牢画心中一惊,看向那粘在评委台角落里不知在想什么的江北鹰,骇然道:“要是给他请到了杀神,岂不是就难对付了?”
“那是当然。”薛焰点头道:“你要不要趁现在就解决了他?这样杀神祭礼就办不成了,他还能当场把他带回地府去。到时候人到了我们手上,还不是你说了算?”
牢画瞪了一眼薛焰:“你这阎王,怎么说起这种以权谋私的话来一点儿也不含糊?”
“什么以权谋私?谋害轮转王妃是大罪,我忍着没动手那都是因为尊重你的意愿。要不是你说要自己来,我早就把他收了。”
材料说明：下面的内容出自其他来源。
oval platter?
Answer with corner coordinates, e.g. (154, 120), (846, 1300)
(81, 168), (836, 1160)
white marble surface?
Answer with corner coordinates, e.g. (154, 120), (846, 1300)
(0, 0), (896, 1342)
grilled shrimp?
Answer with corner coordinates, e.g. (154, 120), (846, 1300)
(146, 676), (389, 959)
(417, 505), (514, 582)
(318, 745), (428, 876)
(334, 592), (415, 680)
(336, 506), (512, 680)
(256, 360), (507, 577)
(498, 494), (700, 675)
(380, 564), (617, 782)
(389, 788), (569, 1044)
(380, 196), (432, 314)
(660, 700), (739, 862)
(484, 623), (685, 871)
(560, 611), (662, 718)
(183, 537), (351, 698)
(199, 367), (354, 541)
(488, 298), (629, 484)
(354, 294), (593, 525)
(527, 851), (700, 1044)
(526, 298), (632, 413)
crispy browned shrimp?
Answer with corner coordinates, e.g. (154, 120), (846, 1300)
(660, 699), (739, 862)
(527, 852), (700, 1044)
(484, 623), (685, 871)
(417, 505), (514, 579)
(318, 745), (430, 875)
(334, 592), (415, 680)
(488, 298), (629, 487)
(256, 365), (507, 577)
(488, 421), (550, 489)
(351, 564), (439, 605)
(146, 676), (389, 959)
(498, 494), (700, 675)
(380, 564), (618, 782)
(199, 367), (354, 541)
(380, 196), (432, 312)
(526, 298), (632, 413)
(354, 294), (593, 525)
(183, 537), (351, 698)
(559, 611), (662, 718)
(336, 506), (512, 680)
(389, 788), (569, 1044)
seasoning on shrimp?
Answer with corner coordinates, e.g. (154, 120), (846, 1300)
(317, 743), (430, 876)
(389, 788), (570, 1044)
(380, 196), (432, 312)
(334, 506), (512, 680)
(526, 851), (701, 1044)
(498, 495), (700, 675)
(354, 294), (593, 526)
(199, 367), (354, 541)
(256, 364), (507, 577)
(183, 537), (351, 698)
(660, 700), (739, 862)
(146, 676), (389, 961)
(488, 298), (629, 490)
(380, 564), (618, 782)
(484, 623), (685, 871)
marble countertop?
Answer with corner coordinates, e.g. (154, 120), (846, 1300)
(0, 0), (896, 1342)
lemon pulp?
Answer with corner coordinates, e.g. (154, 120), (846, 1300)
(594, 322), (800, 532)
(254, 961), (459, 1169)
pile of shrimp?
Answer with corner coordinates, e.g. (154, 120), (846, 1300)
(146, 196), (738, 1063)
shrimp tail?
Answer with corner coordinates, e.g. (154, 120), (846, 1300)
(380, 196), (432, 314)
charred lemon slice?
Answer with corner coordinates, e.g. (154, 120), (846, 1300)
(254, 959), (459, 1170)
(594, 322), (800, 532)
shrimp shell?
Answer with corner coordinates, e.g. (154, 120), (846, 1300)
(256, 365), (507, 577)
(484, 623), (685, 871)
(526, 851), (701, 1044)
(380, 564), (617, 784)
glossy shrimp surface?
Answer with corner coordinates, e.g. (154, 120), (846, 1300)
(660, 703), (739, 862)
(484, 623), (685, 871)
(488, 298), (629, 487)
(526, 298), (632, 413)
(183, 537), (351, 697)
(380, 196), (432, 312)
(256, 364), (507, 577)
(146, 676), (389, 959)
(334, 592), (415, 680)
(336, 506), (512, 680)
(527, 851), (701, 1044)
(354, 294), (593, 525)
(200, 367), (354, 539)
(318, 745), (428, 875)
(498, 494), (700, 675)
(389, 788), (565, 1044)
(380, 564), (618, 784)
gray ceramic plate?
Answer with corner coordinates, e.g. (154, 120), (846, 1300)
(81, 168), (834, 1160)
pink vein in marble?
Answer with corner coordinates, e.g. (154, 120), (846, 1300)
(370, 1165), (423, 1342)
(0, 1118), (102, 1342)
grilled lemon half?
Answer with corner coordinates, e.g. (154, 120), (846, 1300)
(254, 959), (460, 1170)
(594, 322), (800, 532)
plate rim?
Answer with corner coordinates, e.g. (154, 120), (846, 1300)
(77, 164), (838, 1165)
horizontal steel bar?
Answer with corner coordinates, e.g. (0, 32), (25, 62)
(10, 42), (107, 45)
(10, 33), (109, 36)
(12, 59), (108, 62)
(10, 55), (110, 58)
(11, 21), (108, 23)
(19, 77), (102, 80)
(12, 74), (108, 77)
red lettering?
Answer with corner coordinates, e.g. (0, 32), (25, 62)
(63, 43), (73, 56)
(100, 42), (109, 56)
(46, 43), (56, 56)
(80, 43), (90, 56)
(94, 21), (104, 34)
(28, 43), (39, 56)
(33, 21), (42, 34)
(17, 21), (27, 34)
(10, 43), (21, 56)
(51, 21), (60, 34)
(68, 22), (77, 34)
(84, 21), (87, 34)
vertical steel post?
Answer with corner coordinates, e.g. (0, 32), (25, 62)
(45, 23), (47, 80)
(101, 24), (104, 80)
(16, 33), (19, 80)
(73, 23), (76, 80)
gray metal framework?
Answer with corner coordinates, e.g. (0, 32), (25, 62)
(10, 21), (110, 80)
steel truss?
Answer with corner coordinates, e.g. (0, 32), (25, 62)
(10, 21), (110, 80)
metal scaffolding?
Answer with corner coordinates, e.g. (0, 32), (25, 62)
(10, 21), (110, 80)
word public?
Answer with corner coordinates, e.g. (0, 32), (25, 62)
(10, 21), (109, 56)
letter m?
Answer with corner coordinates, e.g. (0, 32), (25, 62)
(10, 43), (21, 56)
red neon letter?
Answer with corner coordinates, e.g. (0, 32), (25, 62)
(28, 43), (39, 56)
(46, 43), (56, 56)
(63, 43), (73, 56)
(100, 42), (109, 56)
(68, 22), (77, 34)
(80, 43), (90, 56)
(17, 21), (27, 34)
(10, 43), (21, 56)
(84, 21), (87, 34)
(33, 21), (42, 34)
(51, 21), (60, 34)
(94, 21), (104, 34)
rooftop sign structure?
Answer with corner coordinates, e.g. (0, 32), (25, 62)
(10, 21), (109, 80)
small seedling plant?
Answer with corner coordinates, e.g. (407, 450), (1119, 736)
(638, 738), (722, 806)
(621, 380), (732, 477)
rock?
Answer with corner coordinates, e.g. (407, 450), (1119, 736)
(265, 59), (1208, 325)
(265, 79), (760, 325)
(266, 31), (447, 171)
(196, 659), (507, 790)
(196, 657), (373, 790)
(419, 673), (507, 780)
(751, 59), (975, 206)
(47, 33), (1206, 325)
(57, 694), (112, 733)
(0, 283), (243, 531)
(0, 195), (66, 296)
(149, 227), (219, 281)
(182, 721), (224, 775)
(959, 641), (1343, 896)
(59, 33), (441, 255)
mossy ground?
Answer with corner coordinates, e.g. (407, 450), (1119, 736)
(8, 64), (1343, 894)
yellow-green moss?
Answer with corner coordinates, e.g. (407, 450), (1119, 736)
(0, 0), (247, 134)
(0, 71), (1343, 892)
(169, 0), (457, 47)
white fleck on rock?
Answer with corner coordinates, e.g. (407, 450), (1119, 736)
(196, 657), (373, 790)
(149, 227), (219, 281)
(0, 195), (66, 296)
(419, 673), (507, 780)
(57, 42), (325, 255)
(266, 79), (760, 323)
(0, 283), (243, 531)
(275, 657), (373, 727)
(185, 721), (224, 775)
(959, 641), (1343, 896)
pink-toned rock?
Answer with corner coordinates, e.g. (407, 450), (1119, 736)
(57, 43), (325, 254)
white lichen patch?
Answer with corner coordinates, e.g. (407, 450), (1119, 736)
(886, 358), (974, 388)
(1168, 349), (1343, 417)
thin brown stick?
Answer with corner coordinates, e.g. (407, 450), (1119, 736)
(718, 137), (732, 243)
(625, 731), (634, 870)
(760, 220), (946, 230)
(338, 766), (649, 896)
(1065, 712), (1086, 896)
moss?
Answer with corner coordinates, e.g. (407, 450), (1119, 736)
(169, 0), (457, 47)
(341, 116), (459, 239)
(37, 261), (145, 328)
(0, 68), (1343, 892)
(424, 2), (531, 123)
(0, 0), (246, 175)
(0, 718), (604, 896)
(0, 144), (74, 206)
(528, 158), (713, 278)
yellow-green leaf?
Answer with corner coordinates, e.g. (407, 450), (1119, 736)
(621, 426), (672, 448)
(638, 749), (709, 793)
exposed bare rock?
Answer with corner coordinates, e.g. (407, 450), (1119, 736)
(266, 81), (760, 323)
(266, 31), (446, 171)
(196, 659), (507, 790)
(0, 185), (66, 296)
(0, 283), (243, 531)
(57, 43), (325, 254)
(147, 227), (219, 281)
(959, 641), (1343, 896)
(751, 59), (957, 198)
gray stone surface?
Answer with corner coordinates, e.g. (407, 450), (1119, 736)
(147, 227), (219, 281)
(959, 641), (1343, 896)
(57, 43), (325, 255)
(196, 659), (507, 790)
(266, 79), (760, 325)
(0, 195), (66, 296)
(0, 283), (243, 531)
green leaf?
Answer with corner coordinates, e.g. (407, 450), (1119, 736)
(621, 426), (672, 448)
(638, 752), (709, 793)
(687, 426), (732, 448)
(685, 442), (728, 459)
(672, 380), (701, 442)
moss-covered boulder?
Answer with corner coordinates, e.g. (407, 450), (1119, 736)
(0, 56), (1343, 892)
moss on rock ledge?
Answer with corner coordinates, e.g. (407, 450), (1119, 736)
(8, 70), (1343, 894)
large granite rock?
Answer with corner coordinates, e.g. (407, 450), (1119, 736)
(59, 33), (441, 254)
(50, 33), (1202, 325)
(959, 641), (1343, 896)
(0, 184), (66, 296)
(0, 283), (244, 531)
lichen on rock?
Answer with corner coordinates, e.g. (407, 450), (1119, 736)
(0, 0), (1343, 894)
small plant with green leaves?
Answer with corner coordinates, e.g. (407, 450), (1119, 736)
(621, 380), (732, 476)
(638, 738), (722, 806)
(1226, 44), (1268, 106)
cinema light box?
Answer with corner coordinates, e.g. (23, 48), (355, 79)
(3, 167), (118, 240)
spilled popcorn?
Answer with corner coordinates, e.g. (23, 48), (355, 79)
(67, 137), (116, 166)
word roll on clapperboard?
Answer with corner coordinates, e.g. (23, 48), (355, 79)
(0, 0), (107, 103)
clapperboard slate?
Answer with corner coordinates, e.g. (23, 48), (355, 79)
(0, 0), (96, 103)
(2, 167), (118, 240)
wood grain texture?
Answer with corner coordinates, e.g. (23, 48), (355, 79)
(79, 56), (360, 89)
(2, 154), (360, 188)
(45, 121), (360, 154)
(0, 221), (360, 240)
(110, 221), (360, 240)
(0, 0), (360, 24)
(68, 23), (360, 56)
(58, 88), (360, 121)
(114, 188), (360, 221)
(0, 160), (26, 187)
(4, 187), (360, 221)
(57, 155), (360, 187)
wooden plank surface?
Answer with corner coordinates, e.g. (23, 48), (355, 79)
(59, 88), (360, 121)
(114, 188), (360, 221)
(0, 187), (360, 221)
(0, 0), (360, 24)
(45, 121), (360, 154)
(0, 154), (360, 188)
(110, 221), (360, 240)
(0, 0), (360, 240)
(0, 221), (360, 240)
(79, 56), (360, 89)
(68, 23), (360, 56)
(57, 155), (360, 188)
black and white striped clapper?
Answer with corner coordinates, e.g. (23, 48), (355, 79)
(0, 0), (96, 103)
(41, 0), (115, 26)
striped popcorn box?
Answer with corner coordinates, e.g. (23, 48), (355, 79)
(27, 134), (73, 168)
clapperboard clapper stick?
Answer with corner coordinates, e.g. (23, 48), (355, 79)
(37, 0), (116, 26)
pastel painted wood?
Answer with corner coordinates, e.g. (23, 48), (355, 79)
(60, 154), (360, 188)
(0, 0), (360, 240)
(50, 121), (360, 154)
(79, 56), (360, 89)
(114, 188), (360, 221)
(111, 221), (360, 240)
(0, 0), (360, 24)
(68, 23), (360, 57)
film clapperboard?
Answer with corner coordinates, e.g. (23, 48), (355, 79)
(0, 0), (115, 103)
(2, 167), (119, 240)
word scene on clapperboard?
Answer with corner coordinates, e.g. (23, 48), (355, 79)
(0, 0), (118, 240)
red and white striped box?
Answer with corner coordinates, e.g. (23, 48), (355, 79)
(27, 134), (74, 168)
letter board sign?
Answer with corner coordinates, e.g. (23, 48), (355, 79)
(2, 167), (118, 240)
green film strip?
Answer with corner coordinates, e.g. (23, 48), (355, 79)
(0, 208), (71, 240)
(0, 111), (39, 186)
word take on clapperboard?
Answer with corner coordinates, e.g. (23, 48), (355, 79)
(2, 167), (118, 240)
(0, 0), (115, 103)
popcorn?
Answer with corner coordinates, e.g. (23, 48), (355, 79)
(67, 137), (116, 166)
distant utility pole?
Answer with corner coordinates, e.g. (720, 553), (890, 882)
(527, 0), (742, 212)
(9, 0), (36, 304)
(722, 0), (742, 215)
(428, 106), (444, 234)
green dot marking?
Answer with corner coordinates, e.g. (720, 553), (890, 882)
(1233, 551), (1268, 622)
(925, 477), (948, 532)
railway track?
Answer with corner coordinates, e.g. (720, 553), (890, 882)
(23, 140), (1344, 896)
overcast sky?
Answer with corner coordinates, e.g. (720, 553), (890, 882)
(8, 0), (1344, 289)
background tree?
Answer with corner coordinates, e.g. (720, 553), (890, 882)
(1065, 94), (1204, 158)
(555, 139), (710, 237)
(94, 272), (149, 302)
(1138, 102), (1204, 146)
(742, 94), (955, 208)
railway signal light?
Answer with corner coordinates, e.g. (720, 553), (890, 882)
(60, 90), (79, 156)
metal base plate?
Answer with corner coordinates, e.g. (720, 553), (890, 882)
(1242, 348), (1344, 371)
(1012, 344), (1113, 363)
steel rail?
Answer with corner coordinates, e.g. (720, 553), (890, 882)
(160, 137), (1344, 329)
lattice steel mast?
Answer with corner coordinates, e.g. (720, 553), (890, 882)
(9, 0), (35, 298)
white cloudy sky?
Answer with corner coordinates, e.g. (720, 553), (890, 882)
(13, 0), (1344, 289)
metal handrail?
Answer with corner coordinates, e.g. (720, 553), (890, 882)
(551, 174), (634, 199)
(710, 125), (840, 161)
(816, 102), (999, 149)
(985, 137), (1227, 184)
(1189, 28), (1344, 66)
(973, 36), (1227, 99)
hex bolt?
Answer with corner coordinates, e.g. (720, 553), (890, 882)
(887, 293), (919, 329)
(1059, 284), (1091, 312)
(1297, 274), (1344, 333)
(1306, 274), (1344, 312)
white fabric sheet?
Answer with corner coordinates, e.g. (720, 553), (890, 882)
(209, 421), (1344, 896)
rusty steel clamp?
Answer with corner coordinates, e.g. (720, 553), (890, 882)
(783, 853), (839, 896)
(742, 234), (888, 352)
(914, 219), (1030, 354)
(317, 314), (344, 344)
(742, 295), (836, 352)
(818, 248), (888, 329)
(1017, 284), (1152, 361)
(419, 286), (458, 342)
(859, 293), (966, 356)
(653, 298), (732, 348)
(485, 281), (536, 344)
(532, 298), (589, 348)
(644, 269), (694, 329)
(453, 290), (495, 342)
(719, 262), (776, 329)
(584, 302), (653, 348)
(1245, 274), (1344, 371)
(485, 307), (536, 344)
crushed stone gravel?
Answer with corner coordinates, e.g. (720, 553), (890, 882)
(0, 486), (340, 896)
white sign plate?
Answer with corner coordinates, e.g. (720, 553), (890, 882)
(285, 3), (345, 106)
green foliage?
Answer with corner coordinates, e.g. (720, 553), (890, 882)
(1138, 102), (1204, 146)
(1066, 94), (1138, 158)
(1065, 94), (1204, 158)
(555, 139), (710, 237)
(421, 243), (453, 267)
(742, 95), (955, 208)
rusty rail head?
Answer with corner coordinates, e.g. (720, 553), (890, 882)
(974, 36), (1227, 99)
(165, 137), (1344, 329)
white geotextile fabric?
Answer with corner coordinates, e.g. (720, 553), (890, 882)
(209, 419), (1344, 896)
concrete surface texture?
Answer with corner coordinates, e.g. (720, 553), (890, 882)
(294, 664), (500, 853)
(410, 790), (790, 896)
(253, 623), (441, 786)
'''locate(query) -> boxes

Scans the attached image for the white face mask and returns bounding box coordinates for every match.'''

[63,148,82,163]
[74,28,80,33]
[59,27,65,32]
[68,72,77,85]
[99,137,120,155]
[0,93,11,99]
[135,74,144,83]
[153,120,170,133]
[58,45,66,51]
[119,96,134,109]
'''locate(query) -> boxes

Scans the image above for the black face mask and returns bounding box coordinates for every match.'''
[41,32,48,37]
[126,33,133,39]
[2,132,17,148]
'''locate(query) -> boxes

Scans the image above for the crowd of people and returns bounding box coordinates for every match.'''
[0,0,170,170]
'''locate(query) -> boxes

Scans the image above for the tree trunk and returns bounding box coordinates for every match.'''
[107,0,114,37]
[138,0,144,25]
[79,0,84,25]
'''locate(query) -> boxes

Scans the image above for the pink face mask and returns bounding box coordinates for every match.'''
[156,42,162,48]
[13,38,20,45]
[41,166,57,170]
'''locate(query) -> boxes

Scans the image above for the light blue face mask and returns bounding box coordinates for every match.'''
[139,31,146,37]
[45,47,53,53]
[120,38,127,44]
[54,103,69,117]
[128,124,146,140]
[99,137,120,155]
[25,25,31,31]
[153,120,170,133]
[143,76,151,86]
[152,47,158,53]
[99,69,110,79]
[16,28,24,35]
薛焰一副理所当然的表情把牢画逗乐了:“得了吧,我现在收了他也没什么意思啊。他到死都不知道是怎么回事呢。想请杀神的人,基本上都不是什么好人。今天他请不成,也会有其他人请的。杀神一天没有收齐独角兽的尸骨,这世上就没有一天安生。我虽然想报愁,但也不是这种报法。我们先观察一下吧。江北鹰一个人可做不到这种事情,他等的那个人到底是谁,我还是想看一看。”
见牢画坚持,薛焰也不再劝她,安安静静的与牢画藏在草丛里。
时间一分一秒的过去了。现场的布置人员早已离开,只剩下江北鹰和雷晴的未婚夫站在祭台上苦苦等待着。江北鹰也不知是在想什么,眼睛里面始终透着光,像是一点儿也不困。而那雷晴的未婚夫却早就哈欠连天了。
“江先生,快到一点了,您说的那位,什么时候才能来啊?”看着夜黑风高空旷无人连虫子都懒得叫的运动场,男人很是怀疑会不会有人来。
“来了。”江北鹰感受着忽然急促的风声,猛地抬起了头。